Die Uranium-Aktien waren die ersten, die auf den Sieg der nichtsozialistischen Koalition in Australien reagierten. Malcolm Fräsers Versprechen, das Land werde ausländische Investitionen fördern, gleichzeitig aber Einfuhrrestriktionen verhängen, hat offenbar keine geringe Rolle beim Sieg seines liberal-nationalen Parteibundes gespielt.
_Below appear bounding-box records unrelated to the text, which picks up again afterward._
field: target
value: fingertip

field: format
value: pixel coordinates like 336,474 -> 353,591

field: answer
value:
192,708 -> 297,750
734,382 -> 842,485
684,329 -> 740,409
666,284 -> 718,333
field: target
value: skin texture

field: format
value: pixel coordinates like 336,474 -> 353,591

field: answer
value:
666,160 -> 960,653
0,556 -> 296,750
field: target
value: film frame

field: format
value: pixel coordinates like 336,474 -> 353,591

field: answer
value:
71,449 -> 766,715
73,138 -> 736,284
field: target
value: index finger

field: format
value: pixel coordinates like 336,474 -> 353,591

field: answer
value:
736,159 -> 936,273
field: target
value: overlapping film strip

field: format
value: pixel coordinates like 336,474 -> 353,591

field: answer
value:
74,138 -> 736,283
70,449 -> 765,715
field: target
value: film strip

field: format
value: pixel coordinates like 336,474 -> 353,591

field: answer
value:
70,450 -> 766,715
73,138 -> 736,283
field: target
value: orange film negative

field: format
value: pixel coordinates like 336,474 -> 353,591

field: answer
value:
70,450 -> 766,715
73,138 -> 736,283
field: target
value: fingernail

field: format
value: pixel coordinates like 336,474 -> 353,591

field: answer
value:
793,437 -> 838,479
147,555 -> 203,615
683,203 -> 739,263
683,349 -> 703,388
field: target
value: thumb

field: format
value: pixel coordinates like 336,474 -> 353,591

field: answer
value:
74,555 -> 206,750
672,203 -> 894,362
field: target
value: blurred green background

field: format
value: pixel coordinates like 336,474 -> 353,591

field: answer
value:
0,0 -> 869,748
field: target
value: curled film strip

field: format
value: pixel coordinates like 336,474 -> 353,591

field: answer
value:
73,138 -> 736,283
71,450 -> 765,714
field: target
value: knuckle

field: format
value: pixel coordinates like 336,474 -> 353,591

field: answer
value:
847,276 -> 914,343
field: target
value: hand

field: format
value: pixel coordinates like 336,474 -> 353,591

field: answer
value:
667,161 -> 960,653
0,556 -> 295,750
In London herrscht eine gewisse Erleichterung. Denn die brüske Entlassung des Labour-Führers Gough Whitlam durch den britischen Gouverneur – lies: durch eine britische Labourregierung – im Jahre 1975 hat jetzt eine nachträgliche Billigung der australischen Wähler erfahren.

Whitlam hat sein "Versprechen" prompt eingelöst und als Verlierer die australische Politik verlassen. Von den 124 Sitzen des Repräsentantenhauses konnte Labour nur ein gutes Drittel gewinnen. Es hilft ihr wenig, trotz eines Verlustes von drei Prozentpunkten weiterhin stärkste Partei zu sein. Die Koalition gewann sieben Punkte mehr und sieht sich bestätigt.

Der 47jährige Fraser schickt sich an, die Nachfolge von Sir Robert Menzies als politisch langlebiger Staatsmann anzutreten, nachdem sein 14 Jahre älterer Opponent die Arena verlassen hat. Dessen designierter Nachfolger William Hayden entbehrt noch des internationalen Rufes, sofern er überhaupt den Diadochenkampf gewinnt. Fräsers Sieg ist der Sieg einer mehr "australienbewußten" Politik.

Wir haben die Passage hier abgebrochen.